Reputation: 13927
I'm writing an application that manipulates a text file. The first half of my function reads the textfile, while the second half writes to (optionally) the same file. Although I call .close()
on the StreamReader object before opening the StreamWriter object, I still get a IOException: The process cannot access the file "file.txt" because it is being used by another process.
How do I force my program to release the file before continuing?
public static void manipulateFile(String fileIn, String fileOut,String obj)
{
StreamReader sr = new StreamReader(fileIn);
String line;
while ((line = sr.ReadLine()) != null)
{
//code to split up file into part1, part2, and part3[]
}
sr.Close();
//Write the file
if (fileOut != null)
{
StreamWriter sw = new StreamWriter(fileOut);
sw.Write(part1 + part2);
foreach (String s in part3)
{
sw.WriteLine(s);
}
sw.Close();
}
}
Upvotes: 1
Views: 196
Reputation: 941317
Getting read access to a file that's already opened elsewhere isn't usually difficult. Most code would open a file for reading with FileShare.Read, allowing somebody else to read the file as well. StreamReader does so for example.
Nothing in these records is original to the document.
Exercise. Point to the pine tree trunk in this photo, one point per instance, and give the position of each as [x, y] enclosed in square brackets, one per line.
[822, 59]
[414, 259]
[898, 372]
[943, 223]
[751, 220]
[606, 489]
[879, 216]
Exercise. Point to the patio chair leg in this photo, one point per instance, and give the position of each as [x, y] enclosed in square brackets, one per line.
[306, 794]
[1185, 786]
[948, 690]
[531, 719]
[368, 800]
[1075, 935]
Getting write access is an entirely different ball of wax. That same FileShare.Read does not include FileShare.Write, allowing you to write the file while somebody else is reading it. That's very troublesome, you're jerking the mat out from under that somebody else, suddenly providing entirely different data.
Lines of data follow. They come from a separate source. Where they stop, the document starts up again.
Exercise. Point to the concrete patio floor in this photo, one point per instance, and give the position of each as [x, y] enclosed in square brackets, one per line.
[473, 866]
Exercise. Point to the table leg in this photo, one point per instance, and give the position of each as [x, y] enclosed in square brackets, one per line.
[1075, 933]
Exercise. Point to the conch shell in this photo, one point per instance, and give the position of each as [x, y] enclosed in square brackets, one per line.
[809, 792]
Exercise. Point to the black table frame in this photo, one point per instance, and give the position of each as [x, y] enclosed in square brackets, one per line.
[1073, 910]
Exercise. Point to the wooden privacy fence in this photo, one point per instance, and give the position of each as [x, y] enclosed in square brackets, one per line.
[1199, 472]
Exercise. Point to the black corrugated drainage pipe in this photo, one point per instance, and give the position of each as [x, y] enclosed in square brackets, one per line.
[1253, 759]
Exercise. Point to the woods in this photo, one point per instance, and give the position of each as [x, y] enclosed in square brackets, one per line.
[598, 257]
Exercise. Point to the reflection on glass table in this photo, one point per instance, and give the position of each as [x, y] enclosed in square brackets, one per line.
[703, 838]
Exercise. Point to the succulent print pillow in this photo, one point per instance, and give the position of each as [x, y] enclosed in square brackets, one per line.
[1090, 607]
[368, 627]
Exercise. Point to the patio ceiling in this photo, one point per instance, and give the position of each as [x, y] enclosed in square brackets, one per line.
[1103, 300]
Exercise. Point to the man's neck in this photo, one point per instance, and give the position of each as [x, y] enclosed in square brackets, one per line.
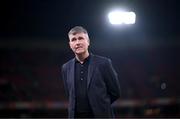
[82, 57]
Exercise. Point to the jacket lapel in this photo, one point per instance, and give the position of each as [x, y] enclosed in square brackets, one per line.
[90, 69]
[71, 74]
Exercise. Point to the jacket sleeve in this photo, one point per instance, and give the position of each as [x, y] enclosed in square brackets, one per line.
[111, 80]
[64, 78]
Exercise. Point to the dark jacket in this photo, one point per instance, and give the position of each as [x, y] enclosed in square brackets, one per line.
[102, 83]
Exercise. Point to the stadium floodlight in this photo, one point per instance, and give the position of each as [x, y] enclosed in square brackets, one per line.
[121, 17]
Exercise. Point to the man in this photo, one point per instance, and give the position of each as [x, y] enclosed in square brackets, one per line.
[90, 81]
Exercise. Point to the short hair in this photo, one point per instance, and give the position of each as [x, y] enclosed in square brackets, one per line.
[78, 29]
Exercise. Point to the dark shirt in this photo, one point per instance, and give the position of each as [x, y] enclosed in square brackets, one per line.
[81, 71]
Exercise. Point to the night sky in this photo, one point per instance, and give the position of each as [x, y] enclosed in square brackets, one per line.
[54, 18]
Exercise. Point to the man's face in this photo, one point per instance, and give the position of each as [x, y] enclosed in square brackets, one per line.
[79, 43]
All you have to do is find out who that 'somebody else' might be. SysInternals' Handles utility can tell you. Hopefully it is your own program, you could do something about that.
Upvotes: 1
Reputation:
May sound like a stupid question, but are you sure you didn't edit the file with another application, which didn't release the file? I've had this situation before, mostly with Excel files where Excel didn't completely unloading from memory (or me just being dumb enough not to close the other application sometimes). Might happen with whatever application you use for .txt files, if any. Just a suggestion.
Upvotes: 0
Reputation: 838076
Your code as posted runs fine - I don't see the exception.
However calling Close()
manually like that is a bad idea - if an exception is thrown your call to Close()
might never be made. You should use a finally block, or better yet : a using statement.
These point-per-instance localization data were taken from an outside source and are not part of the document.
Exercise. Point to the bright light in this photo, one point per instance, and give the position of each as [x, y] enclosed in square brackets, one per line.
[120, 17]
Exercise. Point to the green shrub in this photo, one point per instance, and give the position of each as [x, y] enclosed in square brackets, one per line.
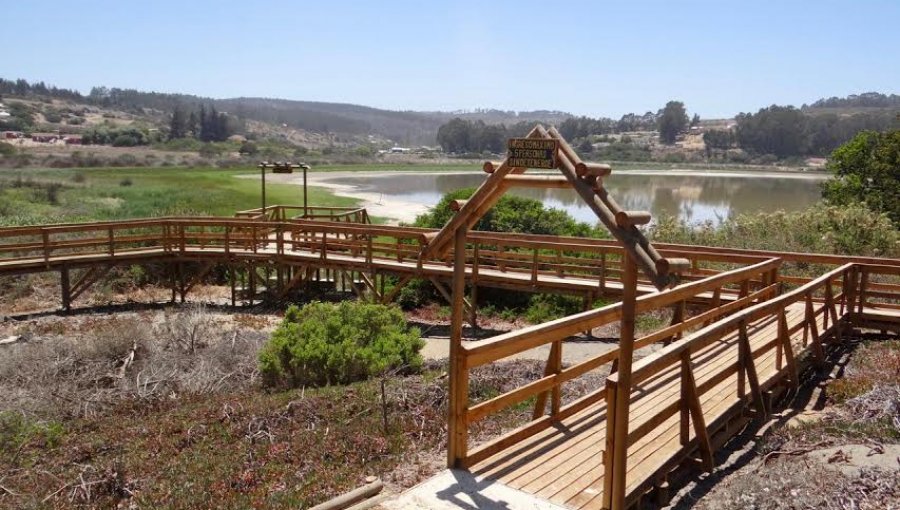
[16, 430]
[547, 307]
[512, 214]
[7, 149]
[852, 229]
[415, 294]
[324, 343]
using (StreamReader sr = new StreamReader(fileIn))
{
// ...
}
But the actual problem you are experiencing might not be specifically with this method, but a general problem with forgetting to close files properly in using
blocks. I suggest you go through all your code base and look for all the places in your code where you use IDisposable
objects and check that you dispose them correctly even when there could be exceptions.